“This ancient and honorable name”

The Knauss Homestead, Emmaus, Pennsylvania (1777)
The Knauss Homestead, Emmaus, Pennsylvania (1777)

The image above is of the Knauss Homestead, one of the founding family homes in Emmaus, established in 1777. It was the patriarch of the clan, Sebastian Knauss, who first donated land in 1759 on which Emmaus was to be built. The Homestead property borders directly on that of St. Paul Orthodox Church, where I am pastor. It’s probably a decent assumption that we now worship on what used to be Knauss land.

I ran across the following passage today which both amused and comforted in a curious way. It is from The Guardian: A Monthly Magazine for Young Men and Ladies, published by the Reformed Church in America. This particular issue was printed in 1881, and this text figures on page 88:

NAMES OF PLACES MISPRONOUNCED.

It is curious to observe how frequently the names of places are miscalled by railroad officials. On the North Pennsylvania railroad there is, for instance, a station called Bingen. The name is beautiful; derived from the old town in Germany which furnished the title for Mrs. Norton’s noble ballad, “Bingen on the Rhine.” Of course, it ought to be pronounced with the g hard: Bingen. Travelling that way, some years ago, we repeatedly heard the name announced: “Bin-jen! Bin-jen!” It put us in mind of “Old John Brown, who had a little Injun” It is, however, but just to say that this error has since been corrected.

On the East Pennsylvania railroad, near Allentown, there is a thriving town which was named by its Moravian founders after the village of Emmaus, to which the two disciples were going, on the day of the resurrection, when they saw the Lord.
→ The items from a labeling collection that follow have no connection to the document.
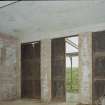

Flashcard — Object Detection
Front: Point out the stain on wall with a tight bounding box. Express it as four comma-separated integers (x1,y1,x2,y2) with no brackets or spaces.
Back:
0,34,20,100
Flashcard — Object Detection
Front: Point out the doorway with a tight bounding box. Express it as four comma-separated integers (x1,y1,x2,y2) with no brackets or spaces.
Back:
51,35,79,103
65,35,79,103
21,42,41,99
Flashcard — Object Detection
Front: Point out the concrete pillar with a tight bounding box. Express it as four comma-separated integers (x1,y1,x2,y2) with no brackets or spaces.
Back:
41,39,51,102
79,33,92,104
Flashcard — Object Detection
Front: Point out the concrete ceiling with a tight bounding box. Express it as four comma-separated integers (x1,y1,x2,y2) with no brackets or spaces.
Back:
0,0,105,42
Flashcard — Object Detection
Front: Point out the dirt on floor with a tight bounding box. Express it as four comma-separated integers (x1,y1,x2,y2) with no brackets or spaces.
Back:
0,100,76,105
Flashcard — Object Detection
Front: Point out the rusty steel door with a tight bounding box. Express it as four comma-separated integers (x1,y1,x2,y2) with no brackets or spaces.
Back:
51,38,65,101
92,31,105,103
21,42,41,99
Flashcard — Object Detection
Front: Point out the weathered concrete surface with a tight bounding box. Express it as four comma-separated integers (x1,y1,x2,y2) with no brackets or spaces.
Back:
0,100,77,105
0,34,20,100
41,40,51,102
79,33,92,104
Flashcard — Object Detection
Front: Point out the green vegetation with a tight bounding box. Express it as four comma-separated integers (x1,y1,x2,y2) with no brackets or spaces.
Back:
66,68,79,93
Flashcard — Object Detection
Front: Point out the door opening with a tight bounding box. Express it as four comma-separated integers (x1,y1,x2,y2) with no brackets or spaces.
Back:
65,36,79,103
21,42,41,99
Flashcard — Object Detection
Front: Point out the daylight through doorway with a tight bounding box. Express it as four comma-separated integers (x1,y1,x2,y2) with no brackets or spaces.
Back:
65,35,79,103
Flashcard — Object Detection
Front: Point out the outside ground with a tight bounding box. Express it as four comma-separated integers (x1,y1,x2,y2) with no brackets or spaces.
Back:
66,67,79,93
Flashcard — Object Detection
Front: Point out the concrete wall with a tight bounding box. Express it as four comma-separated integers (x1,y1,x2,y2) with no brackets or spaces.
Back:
79,33,92,104
41,39,51,102
0,34,20,100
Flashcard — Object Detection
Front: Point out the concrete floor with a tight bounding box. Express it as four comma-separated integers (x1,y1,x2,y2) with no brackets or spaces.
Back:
0,93,78,105
0,100,76,105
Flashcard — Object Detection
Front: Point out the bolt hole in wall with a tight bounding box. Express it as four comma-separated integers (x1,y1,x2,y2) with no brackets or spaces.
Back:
65,35,79,104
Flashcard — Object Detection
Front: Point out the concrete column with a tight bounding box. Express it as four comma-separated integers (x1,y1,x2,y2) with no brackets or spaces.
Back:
41,39,51,102
79,33,92,104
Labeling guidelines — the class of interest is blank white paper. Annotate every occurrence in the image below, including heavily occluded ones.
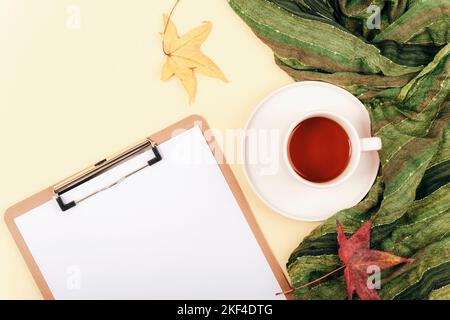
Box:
[15,127,284,299]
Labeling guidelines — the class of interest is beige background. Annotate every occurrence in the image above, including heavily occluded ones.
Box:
[0,0,317,299]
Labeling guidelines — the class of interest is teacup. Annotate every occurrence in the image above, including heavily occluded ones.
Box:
[283,110,382,188]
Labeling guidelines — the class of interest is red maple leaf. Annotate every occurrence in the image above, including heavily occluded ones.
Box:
[337,220,413,300]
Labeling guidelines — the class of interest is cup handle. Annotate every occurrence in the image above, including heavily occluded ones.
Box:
[361,137,382,152]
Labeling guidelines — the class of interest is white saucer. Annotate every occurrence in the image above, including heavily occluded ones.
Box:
[243,81,380,221]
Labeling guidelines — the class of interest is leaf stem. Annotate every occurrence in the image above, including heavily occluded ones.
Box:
[276,265,345,296]
[162,0,181,56]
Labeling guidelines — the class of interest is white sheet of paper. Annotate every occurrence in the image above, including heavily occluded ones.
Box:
[15,127,284,299]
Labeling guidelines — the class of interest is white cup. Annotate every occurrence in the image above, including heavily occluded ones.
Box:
[283,110,382,188]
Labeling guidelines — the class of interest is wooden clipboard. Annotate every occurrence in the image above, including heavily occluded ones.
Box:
[4,115,292,300]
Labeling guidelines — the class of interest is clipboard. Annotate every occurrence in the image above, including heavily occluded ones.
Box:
[5,115,292,299]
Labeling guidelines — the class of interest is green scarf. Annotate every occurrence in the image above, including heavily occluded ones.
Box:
[229,0,450,299]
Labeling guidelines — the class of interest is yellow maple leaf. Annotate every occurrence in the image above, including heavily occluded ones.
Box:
[161,15,228,102]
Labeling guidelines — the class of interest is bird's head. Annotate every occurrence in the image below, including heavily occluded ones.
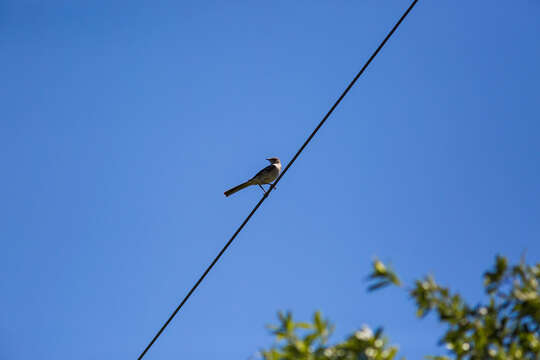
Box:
[266,158,281,164]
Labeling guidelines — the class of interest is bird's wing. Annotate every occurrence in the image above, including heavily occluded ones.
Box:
[252,165,274,179]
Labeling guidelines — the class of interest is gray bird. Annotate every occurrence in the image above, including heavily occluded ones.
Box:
[224,158,281,196]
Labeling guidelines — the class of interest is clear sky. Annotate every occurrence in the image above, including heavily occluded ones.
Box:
[0,0,540,360]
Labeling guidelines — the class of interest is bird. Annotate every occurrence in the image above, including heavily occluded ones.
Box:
[224,157,281,197]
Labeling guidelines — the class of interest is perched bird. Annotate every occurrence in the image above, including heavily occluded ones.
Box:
[224,158,281,196]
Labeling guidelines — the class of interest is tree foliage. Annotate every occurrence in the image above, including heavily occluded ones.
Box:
[261,256,540,360]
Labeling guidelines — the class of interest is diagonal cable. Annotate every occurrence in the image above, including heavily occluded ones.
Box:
[137,0,418,360]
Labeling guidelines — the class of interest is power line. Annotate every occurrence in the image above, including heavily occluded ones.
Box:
[137,0,418,360]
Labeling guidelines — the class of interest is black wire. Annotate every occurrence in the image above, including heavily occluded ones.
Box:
[137,0,418,360]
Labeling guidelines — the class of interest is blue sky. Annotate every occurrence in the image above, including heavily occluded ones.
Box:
[0,0,540,360]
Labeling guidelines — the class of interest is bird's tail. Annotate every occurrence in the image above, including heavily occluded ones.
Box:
[224,180,253,196]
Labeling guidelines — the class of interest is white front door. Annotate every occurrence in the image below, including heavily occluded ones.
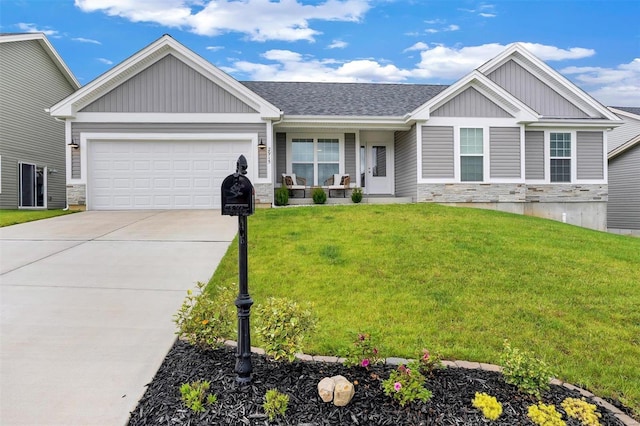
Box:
[360,142,394,194]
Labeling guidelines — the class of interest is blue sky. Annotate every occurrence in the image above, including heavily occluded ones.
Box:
[0,0,640,106]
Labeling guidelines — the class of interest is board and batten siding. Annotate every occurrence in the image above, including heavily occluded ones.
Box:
[394,124,418,200]
[344,133,358,181]
[524,131,545,180]
[81,55,256,113]
[422,126,454,179]
[576,132,604,179]
[488,60,588,118]
[71,122,267,179]
[489,127,521,179]
[0,40,75,209]
[431,87,511,117]
[607,144,640,230]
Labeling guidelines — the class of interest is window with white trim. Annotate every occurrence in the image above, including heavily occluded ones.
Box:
[291,137,340,186]
[460,128,484,182]
[549,132,571,182]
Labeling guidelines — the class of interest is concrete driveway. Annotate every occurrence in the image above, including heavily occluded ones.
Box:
[0,210,237,426]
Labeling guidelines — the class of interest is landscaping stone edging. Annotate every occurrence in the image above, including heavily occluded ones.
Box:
[224,340,640,426]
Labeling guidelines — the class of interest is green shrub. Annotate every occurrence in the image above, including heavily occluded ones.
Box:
[311,188,327,204]
[262,389,289,421]
[351,188,362,203]
[275,186,289,206]
[382,361,432,407]
[344,333,383,368]
[500,340,553,398]
[180,380,218,412]
[471,392,502,420]
[173,282,237,348]
[527,402,566,426]
[256,297,317,362]
[561,398,602,426]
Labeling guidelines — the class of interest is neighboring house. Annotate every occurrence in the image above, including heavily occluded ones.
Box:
[0,33,80,209]
[51,36,620,230]
[607,107,640,236]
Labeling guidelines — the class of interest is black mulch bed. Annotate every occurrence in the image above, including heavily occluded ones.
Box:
[129,340,622,426]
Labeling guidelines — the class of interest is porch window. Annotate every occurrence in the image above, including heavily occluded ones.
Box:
[291,138,340,185]
[549,133,571,182]
[460,128,484,182]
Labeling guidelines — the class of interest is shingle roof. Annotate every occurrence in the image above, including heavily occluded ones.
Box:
[611,107,640,115]
[241,81,448,117]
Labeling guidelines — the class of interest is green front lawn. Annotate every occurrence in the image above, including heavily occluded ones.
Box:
[0,210,73,228]
[209,204,640,414]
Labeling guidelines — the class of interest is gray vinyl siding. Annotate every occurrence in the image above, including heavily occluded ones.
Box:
[524,131,545,180]
[394,125,418,196]
[489,127,521,179]
[422,126,454,179]
[607,144,640,229]
[0,40,74,209]
[431,87,511,117]
[488,60,588,118]
[275,133,287,182]
[344,133,358,184]
[71,123,267,178]
[81,55,256,113]
[576,132,604,179]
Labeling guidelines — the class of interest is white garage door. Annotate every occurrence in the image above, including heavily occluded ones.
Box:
[87,140,253,210]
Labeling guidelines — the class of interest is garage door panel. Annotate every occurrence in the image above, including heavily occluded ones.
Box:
[87,141,251,209]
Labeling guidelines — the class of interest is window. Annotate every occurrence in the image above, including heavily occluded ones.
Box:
[460,128,484,182]
[291,138,340,186]
[549,133,571,182]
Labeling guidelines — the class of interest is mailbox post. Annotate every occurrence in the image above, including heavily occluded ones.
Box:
[221,155,255,385]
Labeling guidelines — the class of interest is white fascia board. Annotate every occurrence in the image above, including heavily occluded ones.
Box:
[409,70,539,122]
[477,43,617,120]
[527,118,623,130]
[73,112,264,123]
[607,135,640,160]
[0,33,80,89]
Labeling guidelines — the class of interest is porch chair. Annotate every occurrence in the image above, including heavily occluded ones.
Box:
[282,173,307,198]
[324,174,351,198]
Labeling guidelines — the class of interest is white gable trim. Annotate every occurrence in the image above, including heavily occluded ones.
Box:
[478,43,618,121]
[50,35,281,119]
[0,33,80,89]
[407,71,540,123]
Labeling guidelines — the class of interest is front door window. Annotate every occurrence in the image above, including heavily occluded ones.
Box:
[19,163,46,207]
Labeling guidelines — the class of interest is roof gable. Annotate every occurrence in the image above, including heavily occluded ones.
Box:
[51,35,280,119]
[80,53,257,114]
[478,43,618,121]
[0,33,80,89]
It should be pronounced in three syllables—Em-ma-us. We would like to know by what authority it is now spelled Emaus, and pronounced by railroad conductors, with an indescribable drawl, “Ee-maws.” Somewhere in that region there was once a guide-board, at a cross-road, which directed the traveler to “Amouse.” That was bad enough, but the modern form is hardly an improvement. We think the citizens of Emmaus should protest against the corruption of this ancient and honorable name.

In 1859, twenty-two years before this issue was published, Emmaus was incorporated as a borough of Pennsylvania (having been founded in 1759). Its original name was indeed spelled Emmaus, but one M was dropped in 1830 and the borough incorporated as Emaus, a more Germanic orthography which used a horizontal line over the M to indicate its doubling but sometimes dropped the line. Petitions circulated in 1938 via the local Rotary Club, and the spelling was reverted back to a fully written out double-M status.

I find it doubtful that The Guardian in 1881 knew the circumstances of the change which had occurred more than half a century before its publication. One might well also read some Anglophonic snobbery in the text above, especially since it is quite possible that Emmaus’s first hundred years or so probably heard a lot of German being spoken in her streets and fields on the north slope of South Mountain.

All that said, one has to take some small delight at citizens being encouraged (in a magazine for “Young Men and Ladies,” no less!) to mount up a protest against the “corruption” of their town’s “ancient and honorable name.” There is a certain honor that attaches to a name, and if you’ve ever had your own name mispronounced, you know what I mean. Names are something shared in a community. They not only mean something to individual people, but they also convey a common understanding and are an element of the economy of the place, the commerce of personhood that flows between persons.

2 comments:

  1. Fr. Andrew, Bless!

    Please allow me the joy of welcoming you to our community in the Lehigh Valley. I pray that you and Matushka find it to be a warm and welcoming community. My husband and I have lived here for 20+ years and raised our children here. All good!

    If there is anything you or your family needs, please do not hesitate to contact me.

    I attend Holy Trinity OC in Catasauqua but live in Whitehall, about 20 minutes from St. Paul’s.

    By your prayers.

  2. I never thanked you for the welcome, Athanasia—thank you! I think we’re going to like it here.